Den Jahreswechsel verbrachten Amelie und ich in Iringa, gemeinsam mit zwei anderen deutschen Weltwärtsfreiwilligen, die wir seit November aus Njombe kennen. Es war ein sehr schöner Abend und ein guter Start in das neue Jahr, den wir gemeinsam mit anderen Freunden
aus Iringa feierten. Von Iringa aus fuhren Amelie und ich dann direkt „im Auftrag“ von Susemarie nach Dar Es Salaam, um Doreen abzuholen. Sie arbeitet für drei Monate an der Josephine’s Secondary School, die ebenfalls eine Schule der Diozöse ist. Wir haben uns alle drei auf Anhieb sehr gut verstanden und irgendwie empfinde ich die Zeit mit den anderen beiden deutschen Mädchen, Amelie und Doreen wie ein kleines Highlight, da wir ein wenig wie eine kleine Familie zusammen gewachsen sind. Somit ist es besonders schade, dass Doreens Zeit in Tansania schon fast vorbei ist, aber ich werde diese gemeinsame Zeit in besonders guter Erinnerung halten.

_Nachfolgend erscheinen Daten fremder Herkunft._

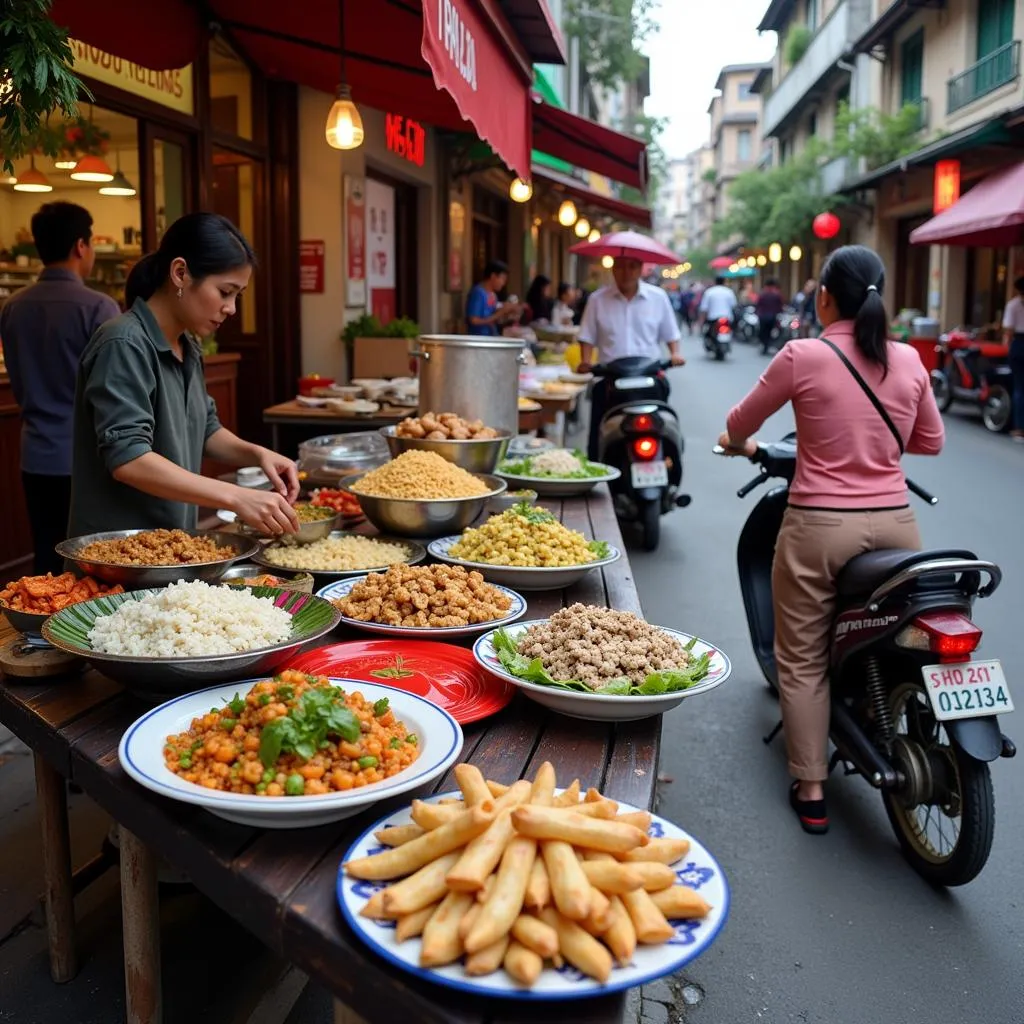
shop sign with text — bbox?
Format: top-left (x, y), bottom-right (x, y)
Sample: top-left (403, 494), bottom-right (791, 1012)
top-left (384, 114), bottom-right (427, 167)
top-left (68, 39), bottom-right (195, 114)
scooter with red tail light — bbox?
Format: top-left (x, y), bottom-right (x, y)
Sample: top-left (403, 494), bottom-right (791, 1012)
top-left (593, 356), bottom-right (690, 551)
top-left (715, 434), bottom-right (1016, 886)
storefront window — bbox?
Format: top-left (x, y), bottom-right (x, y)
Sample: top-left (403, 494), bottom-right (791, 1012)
top-left (213, 146), bottom-right (262, 334)
top-left (153, 138), bottom-right (186, 245)
top-left (210, 37), bottom-right (253, 140)
top-left (0, 105), bottom-right (142, 306)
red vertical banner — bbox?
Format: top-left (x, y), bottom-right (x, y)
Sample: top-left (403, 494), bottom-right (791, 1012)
top-left (299, 241), bottom-right (324, 295)
top-left (345, 174), bottom-right (367, 306)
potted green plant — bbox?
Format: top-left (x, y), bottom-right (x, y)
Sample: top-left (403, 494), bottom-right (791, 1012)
top-left (341, 313), bottom-right (422, 378)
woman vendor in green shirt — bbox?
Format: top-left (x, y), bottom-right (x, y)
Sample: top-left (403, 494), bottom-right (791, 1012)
top-left (69, 213), bottom-right (299, 537)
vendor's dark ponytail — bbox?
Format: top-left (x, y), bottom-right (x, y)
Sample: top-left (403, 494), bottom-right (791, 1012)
top-left (125, 213), bottom-right (256, 307)
top-left (821, 246), bottom-right (889, 377)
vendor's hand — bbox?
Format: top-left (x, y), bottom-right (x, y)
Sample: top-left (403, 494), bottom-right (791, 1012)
top-left (718, 430), bottom-right (758, 459)
top-left (231, 487), bottom-right (299, 537)
top-left (256, 447), bottom-right (299, 504)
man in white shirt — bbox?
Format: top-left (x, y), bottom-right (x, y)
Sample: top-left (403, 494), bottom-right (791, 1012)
top-left (579, 257), bottom-right (686, 459)
top-left (699, 278), bottom-right (736, 328)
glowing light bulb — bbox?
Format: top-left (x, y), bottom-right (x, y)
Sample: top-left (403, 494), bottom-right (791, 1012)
top-left (324, 85), bottom-right (365, 150)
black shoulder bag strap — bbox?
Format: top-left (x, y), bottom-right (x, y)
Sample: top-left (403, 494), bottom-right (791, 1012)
top-left (818, 338), bottom-right (906, 456)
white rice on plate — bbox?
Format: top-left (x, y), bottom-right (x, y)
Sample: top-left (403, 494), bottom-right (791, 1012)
top-left (89, 580), bottom-right (292, 657)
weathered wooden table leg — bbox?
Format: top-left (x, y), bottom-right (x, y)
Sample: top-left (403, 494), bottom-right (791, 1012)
top-left (334, 999), bottom-right (367, 1024)
top-left (119, 825), bottom-right (164, 1024)
top-left (35, 754), bottom-right (78, 982)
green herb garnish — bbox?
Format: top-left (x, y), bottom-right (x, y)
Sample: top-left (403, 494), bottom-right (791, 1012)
top-left (370, 654), bottom-right (416, 679)
top-left (259, 686), bottom-right (359, 768)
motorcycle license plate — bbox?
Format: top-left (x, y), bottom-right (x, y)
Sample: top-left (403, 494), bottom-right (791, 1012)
top-left (630, 459), bottom-right (669, 490)
top-left (921, 662), bottom-right (1014, 722)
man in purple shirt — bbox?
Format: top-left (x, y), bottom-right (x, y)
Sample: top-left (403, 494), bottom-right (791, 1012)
top-left (0, 203), bottom-right (121, 573)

Ende Januar stand dann noch das Zwischenseminar für Amelie und mich auf dem Plan. Es war eine unglaublich bereichernde Erfahrung, sich mit anderen Freiwilligen über Erlebnisse austauschen und einen Rat bekommen zu können, wenn man zu einer Frage-/Problemstellung jeglicher Art bisher alleine keine Lösung finden konnte. Mir selbst tat es besonders gut einige Tipps zu bekommen, wie ich mich selbst schützen kann, wenn körperliche Gewalt zur Bestrafung an den Kindern ausgeübt wird, was mich von Beginn des Freiwilligendienstes an ziemlich belastet. Meinen Mentor Father Bruno regelmäßiger darauf aufmerksam zu machen, dass die Kinder größtenteils öfter bestraft werden als es erlaubt ist, ist eine gute Möglichkeit mein Gefühl von Verantwortung gegenüber diesem Problem abzugeben und mich daran zu erinnern, dass es für mich allein nicht möglich ist dieses Problem zu lösen. Zusammengefasst hat mir das Zwischenseminar einen guten Raum gegeben, um die Erfahrungen und Erlebnisse des letzten halben Jahres zu reflektieren und ein wenig zu sortieren, was ich in der zweiten Hälfte noch im Projekt, aber auch für mich selbst, erreichen möchte. Es war außerdem eine gute Möglichkeit neue Freundschaften zu schließen.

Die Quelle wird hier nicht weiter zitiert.